The United States is notable for having one of the highest corporate tax rates in the world. The rate is 33 percent in France, 30 percent in Mexico, 23 percent in the United Kingdom, and just 15 percent in Canada, according financial advisory company Deloitte.

The study, jointly authored by Hans Fehr, Sabine Jokisch, Ashwin Kambhampati and Laurence J. Kotlikoff, says the relatively high U.S. rate causes capital flight as investors locate in countries with lower rates. Because labor isn’t mobile the way capital is, the workforce suffers due the absence of this investment, since it results in fewer companies created and therefore lower labor demand. Lowering the rate would reverse this effect by keeping the capital inside the could.

This would also reduce the revenue the tax brings in. However the revenue is already severely reduced by various “explicit and implicit” corporate tax breaks. The authors argue that if the 35 percent rate were applied to all corporate income with no write-offs, it would provide “roughly 2.7 times more revenue than is actually collected.”
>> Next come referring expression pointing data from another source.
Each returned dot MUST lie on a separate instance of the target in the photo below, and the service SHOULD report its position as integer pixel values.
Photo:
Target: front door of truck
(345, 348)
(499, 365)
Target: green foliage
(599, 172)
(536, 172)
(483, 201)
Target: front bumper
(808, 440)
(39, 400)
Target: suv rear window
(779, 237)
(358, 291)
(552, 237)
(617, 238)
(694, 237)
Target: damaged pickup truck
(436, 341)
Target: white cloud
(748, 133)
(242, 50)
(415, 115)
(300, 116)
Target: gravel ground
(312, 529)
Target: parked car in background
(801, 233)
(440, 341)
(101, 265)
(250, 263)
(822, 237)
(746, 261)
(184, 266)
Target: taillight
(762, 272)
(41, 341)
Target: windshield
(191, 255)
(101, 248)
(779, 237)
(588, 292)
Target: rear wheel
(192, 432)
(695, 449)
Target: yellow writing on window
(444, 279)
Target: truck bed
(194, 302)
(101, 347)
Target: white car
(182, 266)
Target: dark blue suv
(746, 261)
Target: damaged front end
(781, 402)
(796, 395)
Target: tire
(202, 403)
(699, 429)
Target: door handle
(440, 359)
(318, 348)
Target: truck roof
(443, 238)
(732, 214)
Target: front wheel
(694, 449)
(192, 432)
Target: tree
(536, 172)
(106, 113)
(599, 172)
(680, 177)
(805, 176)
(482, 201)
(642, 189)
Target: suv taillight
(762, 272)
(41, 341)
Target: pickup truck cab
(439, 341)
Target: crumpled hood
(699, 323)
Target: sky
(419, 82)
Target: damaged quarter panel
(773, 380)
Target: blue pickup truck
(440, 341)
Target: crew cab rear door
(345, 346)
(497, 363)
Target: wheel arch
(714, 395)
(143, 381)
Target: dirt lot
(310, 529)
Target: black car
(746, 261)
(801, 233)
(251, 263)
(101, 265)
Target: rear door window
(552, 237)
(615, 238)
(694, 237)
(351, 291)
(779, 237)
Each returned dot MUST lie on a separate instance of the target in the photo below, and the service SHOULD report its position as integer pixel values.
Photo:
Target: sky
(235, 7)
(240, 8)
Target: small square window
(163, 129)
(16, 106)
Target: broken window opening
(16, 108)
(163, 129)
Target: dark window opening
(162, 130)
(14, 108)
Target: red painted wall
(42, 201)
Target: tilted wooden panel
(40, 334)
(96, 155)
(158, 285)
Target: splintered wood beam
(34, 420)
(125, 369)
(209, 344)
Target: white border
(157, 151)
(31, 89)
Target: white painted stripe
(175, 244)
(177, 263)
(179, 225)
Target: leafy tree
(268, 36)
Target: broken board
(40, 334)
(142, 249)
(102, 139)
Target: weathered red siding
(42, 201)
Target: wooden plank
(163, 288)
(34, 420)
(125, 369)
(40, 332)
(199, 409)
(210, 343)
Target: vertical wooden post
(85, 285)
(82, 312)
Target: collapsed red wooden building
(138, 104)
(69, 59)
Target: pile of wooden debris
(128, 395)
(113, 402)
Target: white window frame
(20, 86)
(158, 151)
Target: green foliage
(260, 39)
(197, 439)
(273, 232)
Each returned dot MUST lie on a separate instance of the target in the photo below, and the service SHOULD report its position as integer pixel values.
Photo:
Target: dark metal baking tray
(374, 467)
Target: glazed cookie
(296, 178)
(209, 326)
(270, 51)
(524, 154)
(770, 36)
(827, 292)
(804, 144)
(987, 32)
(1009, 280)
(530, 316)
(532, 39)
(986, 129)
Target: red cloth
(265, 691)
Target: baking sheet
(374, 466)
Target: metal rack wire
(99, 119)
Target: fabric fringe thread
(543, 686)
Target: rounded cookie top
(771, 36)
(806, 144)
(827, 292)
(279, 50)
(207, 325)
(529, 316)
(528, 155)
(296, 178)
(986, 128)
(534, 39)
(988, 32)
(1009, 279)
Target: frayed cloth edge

The study games out various scenarios of reducing the corporate rate and its impacts on the broader economy. Eliminating it entirely would expand the economy overall but would not do it enough to replace the lost revenue. Reducing the rate to just 9 percent and eliminating the loopholes would be revenue-neutral, the authors conclude. At the same time, it would increase wages by 6 percent in the short term and 9 percent in the long-term as well as raise the GDP by 6 percent.